Historiettes et fantaisies/Le nom des mois

LE NOM DES MOIS



IL y avait une fois un petit garçon qui demandait à son père la signification du mot novembre ; il reçut cette réponse :

— C’est emprunté à la langue latine ; cela veut dire neuvième mois de l’année.

Mais l’enfant se mit à rire et dit :

— Je sais compter ; c’est le onzième mois.

Le père se trouva un instant interloqué, puis il expliqua que, dans l’ancien temps, l’année commençait avec le mois de mars.

Autre question le lendemain :

— Papa, que veulent dire, les mots février, mai, août ?

Cette fois, on eut recours au grand dictionnaire, la boîte à surprise par excellence.

Février est la corruption d’un terme qui, chez les très anciens Romains, désignait une série de fêtes, appelées expiation, purification, que sais-je ! Les februares étaient surtout marquées par des sacrifices pour apaiser les dieux infernaux et les rendre propices aux morts. Februare veut dire purifier. Les lettres b et v sont souvent prises l’une pour l’autre dans notre langue, de sorte que « février » est sorti de februarius, et nous sommes très contents de posséder cette expression qui n’as pas de sens pour nous. Les dieux de Numa Pompilius doivent nous trouver drôles sous cette appellation mortuaire !

Mai vient de maïus, qui provient de Maïa, la mère de Mercure ; d’autres disent que ce mois était consacré aux vieillards (majores), comme le mois de juin était attribué au jeunes gens (inniores). Nous sommes bien heureux d’apprendre tout cela !

Août, c’est tout simplement Auguste mal prononcé et encore plus mal écrit. Le mois d’Auguste, empereur romain, un monarque que l’on a retiré de la circulation depuis près de dix-neuf cents ans. Je voudrais le ressusciter un instant pour lui entendre prononcer son nom à notre mode : a-ou, a-ou, a-ou.

Singulière machine que le calendrier !

Le même petit garçon disait aussi :

— Papa, comment expliquez-vous le mois de Janvier ?

Il faut reculer de trois mille ans pour répondre à ceci. Le défunt Janus avait laissé une grande réputation en Italie, et passait pour avoir été le fils d’Apollon, lorsque Romulus lui éleva un temple dans lequel sa statue montrait deux visages, regardant en arrière et en avant. De Januarius nous avons fait January et Janvier, ce qui n’est pas malin, mais cela manque d’actualité dans notre milieu.

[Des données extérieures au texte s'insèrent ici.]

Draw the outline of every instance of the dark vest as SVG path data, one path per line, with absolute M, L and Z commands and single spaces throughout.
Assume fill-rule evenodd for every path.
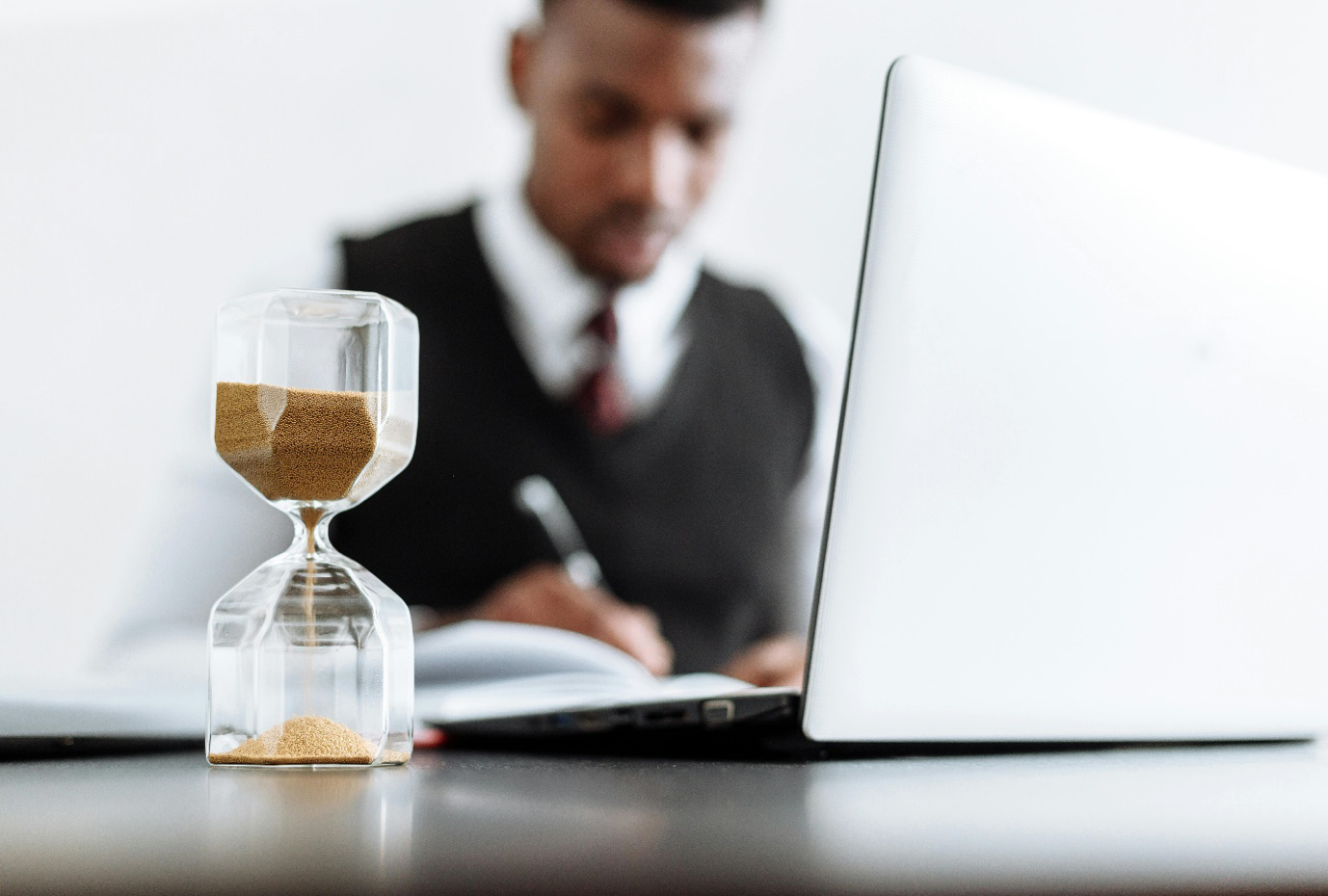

Le dieu Mars, un guerrier, a aussi son mois. Durant des siècles on s’est demandé pourquoi. Est-ce à cause des équinoxes du printemps ? Nul ne pourrait nous renseigner. En mars 1885, nos volontaires sont partis pour combattre Riel et c’est alors seulement que la chose s’est expliquée. Ce hasard était attendu depuis le débarquement du pieux Énée à Carthage, ou ailleurs, car les auteurs ne s’accordent pas sur la localité où il a planté sa tente.

— Et Juillet, papa, est-ce Roméo et Juliette ?

— Hélas ! dit le père, c’est Jules César, comme qui dirait Napoléon. Il faut que nous soyons rudement arriérés pour en être encore à ce bonhomme. Le mois de Jules, mon fils ! Que tu dois te trouver heureux d’écrire pendant trente jours le nom de Juillet, qui veut dire Jules parce que César se nommait Julius !

Sans se décourager, l’enfant continua :

— J’ai calculé que le dixième mois tombe en Octobre, qui pourtant veut dire huitième mois ; et décembre, qui signifie dixième, est le douzième. C’est un peu mêlé.

— Tu as raison, mon fils, tout cela est de travers ; que veux-tu que j’y fasse ! Le monde marche à béquilles.

Très surpris, l’enfant s’aperçût qu’il embarrassait son père, et il se crut savant ou en train de l’être.

— Septembre ne veut-il pas dire septième mois ?

— Assurément. Tu sais, néanmoins, que c’est le neuvième. Eh bien es-tu satisfait à présent ?

Le père n’avait jamais fait ces observations. Elles le surprenaient et il en souriait en tournant les pages du dictionnaire.

— Alors, reprit l’enfant terrible, nous radotons douze fois par année en prononçant le nom des mois ?

— Onze fois seulement, car avril vient d’aprilis « qui ouvre, » parce que, en cette saison, la terre s’ouvre pour recevoir les semences. Voilà où nous en sommes, après trois, quatre ou cinq mille ans de travail et de dépense d’esprit ; nous avons réussi à nommer avec apropos l’un des mois du calendrier ! Si jamais nous arrivons à les baptiser tous correctement, il faudra user bien des siècles — et à ce compte la fin du monde est loin.